Cubs typically stay with their mothers for two to three years.

Have you ever heard of the term, "Momma Grizzly" when talking about a protective mother? It can be very dangerous to get close to a cub. Bring binoculars and a long lens for your camera so you can keep your distance.

One last tip about bears... People watching bears are easier to spot than the bears themselves. Watch for groups of people on roadsides and trailsides.

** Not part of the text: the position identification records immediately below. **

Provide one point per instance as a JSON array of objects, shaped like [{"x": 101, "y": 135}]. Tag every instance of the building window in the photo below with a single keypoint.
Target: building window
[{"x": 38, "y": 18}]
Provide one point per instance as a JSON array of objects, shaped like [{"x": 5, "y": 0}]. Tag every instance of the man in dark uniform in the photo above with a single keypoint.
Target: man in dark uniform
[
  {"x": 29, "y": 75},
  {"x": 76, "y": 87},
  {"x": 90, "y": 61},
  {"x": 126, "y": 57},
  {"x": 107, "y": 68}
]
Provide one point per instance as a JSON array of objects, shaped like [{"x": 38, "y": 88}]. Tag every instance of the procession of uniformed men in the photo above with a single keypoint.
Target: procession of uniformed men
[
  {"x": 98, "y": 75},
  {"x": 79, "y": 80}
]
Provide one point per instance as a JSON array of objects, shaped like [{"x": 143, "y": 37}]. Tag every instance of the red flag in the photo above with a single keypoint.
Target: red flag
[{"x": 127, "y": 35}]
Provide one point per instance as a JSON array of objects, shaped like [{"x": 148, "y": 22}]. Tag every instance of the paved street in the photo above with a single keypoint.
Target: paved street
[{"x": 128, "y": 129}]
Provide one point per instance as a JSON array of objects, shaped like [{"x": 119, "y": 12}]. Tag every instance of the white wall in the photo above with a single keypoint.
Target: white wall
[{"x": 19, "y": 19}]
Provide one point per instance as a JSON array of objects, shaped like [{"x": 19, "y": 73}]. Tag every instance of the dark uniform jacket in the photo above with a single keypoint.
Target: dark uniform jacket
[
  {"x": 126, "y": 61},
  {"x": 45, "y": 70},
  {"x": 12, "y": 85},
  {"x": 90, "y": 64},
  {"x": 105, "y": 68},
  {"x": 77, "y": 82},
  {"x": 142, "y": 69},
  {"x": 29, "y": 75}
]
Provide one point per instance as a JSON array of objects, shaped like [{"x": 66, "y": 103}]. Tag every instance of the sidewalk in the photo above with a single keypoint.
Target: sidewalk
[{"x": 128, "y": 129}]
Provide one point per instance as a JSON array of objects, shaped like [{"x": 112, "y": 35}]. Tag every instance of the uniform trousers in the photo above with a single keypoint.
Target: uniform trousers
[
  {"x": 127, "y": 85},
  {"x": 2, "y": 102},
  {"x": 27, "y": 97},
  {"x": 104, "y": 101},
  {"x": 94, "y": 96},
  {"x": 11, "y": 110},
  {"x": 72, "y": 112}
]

These little guys are so cute they got their own police escort:

Bighorn Lamb

Bighorn Sheep Lamb

Bighorn lamb. Photo Flickr Matt Hintsa

Bighorn sheep babies might be tough to spot since the ewes give birth in protected cliff areas far from predators. But, as the fuzzy animals are most often seen on the McMinn Bench of Mount Everts, Mount Washburn and Dunraven Pass (in the summer) and between Mammoth Hot Springs and Yellowstone’s North Gate, you might want to start your search in one of those areas.

Elk Calves

Elk calf

Elk calf standing close to mom in national park picnic area.

Baby Elk Yellowstone

Baby Elk with Tracking Collar

Elk start calving in late May and June which is the start of the vacation season. Elk offspring are likely to be spotted all throughout the park but are often hidden to keep them safe from predators. Just keep an eye out for the adults’ easy-to-spot white rear end and you'll know that a calf may be nearby.

Bison Calves (Buffalo)

Bison herd with two calves. Photo by Jerry Gates

Bison herd with two calves. Photo by Jerry Gates

Buffalo Cow and Calf

Buffalo Cow and Calf

Newborn bison calf May 10, 2014.

Newborn bison calf May 10, 2014. Photo by NPS Neal Herbert

Bison start calving in April. A bison calf can stand within a few hours after being born so they are mobile rather quickly. After a couple days of isolation during birth, the mother and offspring return to the herd. Bison calves stay within the all-female herd for about three years which provides provides protection from predators such as bears and wolves. Fathers do not have any part in raising of a calf and are often referred to as "bachelors."

April can be a tricky month for vacationers because the roads are typically closed in late-April for snowplowing. But don't worry. You can spot bison calves with their herd all summer and fall, especially in Hayden Valley.

Need a final push to make the trek? Here’s a comment from Delight Kuhnle of Cody, Wyo. about why seeing Yellowstone’s baby animals is a once-in-a-lifetime experience.

“They’re just so innocent, so beautiful and so cute,” she said. “They’re so unaware of the dangers, yet they’re so in tune with their mother. They’re always learning. I mean it’s just awesome to watch them. When the herd moves they don’t know why they’re moving, but they figure it out eventually.”